Les corps sont abîmés par la fatigue emblématique d’un régime qui épuise chacun en rendant toute tâche, même les plus simples et vitales, comme aimer, difficiles et pesantes. Les corps abîmés et alourdis (on peut d’ailleurs noter combien le fait de grossir et d’essayer d’éviter de grossir est récurrent dans quasiment chaque nouvelle) portent en eux l’empêchement d’être totalement présents au monde. Et le mariage est, dans bon nombre de cas, une manifestation de ces entraves qui coupe l’être de lui-même comme le personnage féminin de la nouvelle « Inquiétude » : « Tout continuerait comme avant, se dit-elle, et ce matin étranger dont elle serait absente fit irruption sous ses paupières serrées, des arbres lumineux que ronge le soleil d’automne, des élèves qui rentrent de l’école, et derrière la fenêtre fermée de l’épicerie, au milieu des piments poussiéreux et des citrons, le marchand, la tête tournée vers le comptoir. Le saule pleureur laisse traîner ses branches jaunies dans le lac et des mères bavardent sans fin, en secouant des poussettes. »

La ville de Bucarest, comme souvent chez Gabriela Adamesteanu, occupe une place importante dans la construction des fictions, et « Gare de l’est » en est un exemple probant. L’espace urbain est souvent mis en corrélation avec des sentiments, la nostalgie des premières rencontres est traduite par des descriptions de décors urbains ou champêtres dans lesquels traînent sacs en plastique, déchets, bâtiments inachevés, comme si l’impossibilité de tout futur se rappelait nécessairement à chacun, parce que « quelque chose est perdu pour toujours », y compris dans les moments où l’on aurait pu se laisser aller à l’euphorie. Et les changements de points de vue, l’entrecroisement de monologues intérieurs et les réflexions sur le temps donnent à l’écriture de Gabriela Adamesteanu des accents woolfiens étonnants dans ce recueil de nouvelles.

Gabriela Adamesteanu, Gare de l’est

Les années romantiques recueille les expériences de Gabriela Adamesteanu et constitue un prolongement passionnant à la lecture de ses fictions. On y retrouve son entrée en littérature et ses relations avec Paul Goma dont elle nous donne un portrait délicat et lucide. On est ravi de sa complicité avec d’autres écrivains de cette génération, comme Norman Manea, ou des plus jeunes comme Mircea Cartarescu, dont elle nous fait sentir l’enthousiasme et les inquiétudes littéraires. On fait connaissance avec ses amitiés en France ou aux États-Unis, son oncle architecte en Italie, mais surtout avec son entrée dans le monde du journalisme, les liens qu’elle a tissés avec le monde politique. Ses réflexions sur la politique gagneraient à être méditées aujourd’hui.

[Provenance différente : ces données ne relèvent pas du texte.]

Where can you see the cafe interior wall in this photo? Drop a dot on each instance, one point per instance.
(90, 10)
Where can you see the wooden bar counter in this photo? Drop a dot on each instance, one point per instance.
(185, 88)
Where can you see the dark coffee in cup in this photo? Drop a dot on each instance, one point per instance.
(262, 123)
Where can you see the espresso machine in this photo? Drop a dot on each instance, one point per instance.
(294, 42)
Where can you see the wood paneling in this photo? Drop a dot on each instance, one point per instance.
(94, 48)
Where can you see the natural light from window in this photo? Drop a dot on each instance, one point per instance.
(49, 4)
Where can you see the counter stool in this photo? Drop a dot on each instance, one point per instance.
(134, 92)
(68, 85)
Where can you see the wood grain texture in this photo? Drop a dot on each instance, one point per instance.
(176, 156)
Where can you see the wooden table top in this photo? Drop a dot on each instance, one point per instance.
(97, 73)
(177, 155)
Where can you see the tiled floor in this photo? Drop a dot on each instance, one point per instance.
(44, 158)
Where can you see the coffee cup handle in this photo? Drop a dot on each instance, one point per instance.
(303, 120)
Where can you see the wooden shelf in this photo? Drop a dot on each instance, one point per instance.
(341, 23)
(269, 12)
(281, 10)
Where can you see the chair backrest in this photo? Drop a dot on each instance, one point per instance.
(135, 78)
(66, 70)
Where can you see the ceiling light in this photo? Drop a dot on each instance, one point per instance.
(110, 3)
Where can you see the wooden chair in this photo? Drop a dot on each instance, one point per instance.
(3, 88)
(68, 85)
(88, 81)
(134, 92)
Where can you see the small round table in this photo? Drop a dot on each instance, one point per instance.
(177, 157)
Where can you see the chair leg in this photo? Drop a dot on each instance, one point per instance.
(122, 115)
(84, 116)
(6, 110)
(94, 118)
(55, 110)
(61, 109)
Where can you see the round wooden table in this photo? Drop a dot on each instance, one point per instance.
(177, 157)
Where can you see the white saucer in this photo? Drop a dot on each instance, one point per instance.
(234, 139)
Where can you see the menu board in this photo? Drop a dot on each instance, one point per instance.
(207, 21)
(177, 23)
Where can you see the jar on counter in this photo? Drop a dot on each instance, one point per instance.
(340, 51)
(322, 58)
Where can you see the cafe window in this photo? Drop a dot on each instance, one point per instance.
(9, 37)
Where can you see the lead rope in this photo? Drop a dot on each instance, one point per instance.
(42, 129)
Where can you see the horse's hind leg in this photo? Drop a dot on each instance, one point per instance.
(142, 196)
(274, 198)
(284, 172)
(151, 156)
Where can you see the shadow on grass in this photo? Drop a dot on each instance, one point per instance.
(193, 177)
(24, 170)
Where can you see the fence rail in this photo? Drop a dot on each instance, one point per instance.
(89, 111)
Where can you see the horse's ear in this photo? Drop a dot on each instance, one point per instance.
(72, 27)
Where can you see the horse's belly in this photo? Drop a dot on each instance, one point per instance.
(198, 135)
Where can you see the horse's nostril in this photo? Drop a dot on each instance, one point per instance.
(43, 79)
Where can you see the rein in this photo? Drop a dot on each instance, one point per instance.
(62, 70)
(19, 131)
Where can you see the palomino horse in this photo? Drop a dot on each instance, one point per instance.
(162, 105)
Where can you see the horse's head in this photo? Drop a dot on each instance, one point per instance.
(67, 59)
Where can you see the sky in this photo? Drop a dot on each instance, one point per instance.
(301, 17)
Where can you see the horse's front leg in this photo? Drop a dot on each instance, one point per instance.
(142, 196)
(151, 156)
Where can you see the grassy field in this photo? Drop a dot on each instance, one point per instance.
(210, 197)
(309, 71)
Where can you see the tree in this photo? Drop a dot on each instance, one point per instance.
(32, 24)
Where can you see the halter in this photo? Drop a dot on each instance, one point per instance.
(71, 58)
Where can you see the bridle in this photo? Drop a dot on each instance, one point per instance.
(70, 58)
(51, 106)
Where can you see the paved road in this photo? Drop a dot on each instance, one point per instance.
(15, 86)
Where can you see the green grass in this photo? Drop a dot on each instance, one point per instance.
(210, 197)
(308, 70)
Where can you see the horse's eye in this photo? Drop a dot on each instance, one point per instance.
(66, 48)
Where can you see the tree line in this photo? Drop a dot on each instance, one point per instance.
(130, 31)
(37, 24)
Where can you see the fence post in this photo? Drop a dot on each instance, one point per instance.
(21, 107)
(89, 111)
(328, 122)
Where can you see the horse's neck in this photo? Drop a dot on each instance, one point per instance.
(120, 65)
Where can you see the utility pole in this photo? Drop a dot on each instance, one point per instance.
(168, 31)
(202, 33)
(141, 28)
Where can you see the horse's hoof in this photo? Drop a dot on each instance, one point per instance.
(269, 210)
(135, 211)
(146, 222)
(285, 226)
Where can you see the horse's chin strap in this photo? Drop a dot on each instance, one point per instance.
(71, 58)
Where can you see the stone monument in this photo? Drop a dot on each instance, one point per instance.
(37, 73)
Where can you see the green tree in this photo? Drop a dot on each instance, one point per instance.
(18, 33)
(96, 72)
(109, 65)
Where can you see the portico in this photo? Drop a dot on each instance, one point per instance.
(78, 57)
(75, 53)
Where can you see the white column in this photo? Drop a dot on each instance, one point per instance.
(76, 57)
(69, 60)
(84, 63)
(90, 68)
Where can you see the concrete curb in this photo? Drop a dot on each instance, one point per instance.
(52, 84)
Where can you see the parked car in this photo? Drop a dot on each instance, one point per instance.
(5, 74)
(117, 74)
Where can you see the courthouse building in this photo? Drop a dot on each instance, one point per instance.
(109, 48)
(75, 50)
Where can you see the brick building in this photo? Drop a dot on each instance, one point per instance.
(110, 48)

Les manifestations de décembre 1989 et leur répression par la sinistre Securitate, les ambiguïtés du régime d’Iliescu et les « minériades » contre les manifestants de la première révolution des places, place de l’Université en juin 1990, ont totalement bouleversé, nous dit-elle, son rapport à l’action sociale. Et elle est devenue, pendant treize ans, la rédactrice en chef du principal hebdomadaire de « dialogue social », issu de la révolution. Elle raconte ses années dans un aller-retour permanent entre le présent de la révolution, des souvenirs plus anciens, et sa recherche d’une vérité. Le journalisme lui va bien, pourtant elle reste appelée par la littérature, et d’ailleurs, lorsqu’elle s’interroge sur le passé de la Roumanie, notamment sur les crimes du régime Antonescu et la compromission des intellectuels, elle se tourne vers de vieux écrivains en exil, amis de Mircea Eliade. Elle les écoute, souvent étonnée par ce qu’elle entend.

L’écrivaine ne se laisse pas faire par les idéologies des uns et des autres. Sensible et généreuse, elle ne perd pas sa faculté non seulement à percevoir mais surtout à rendre compte des moindres nuances et failles, parfois non perceptibles par le commun des mortels. Dans sa préface au livre, Jean-Yves Potel la décrit avec justesse : « elle vit ces années romantiques et leurs combats, comme elle écrit ses livres, poussée par le désir de communiquer avec les gens ordinaires et leur vie ordinaire, de les délivrer du passé et de leurs tourments. Elle dialogue avec eux, leur touche l’épaule, qu’ils soient de vieux écrivains en exil ou des blessés des manifestations de décembre 1989 ».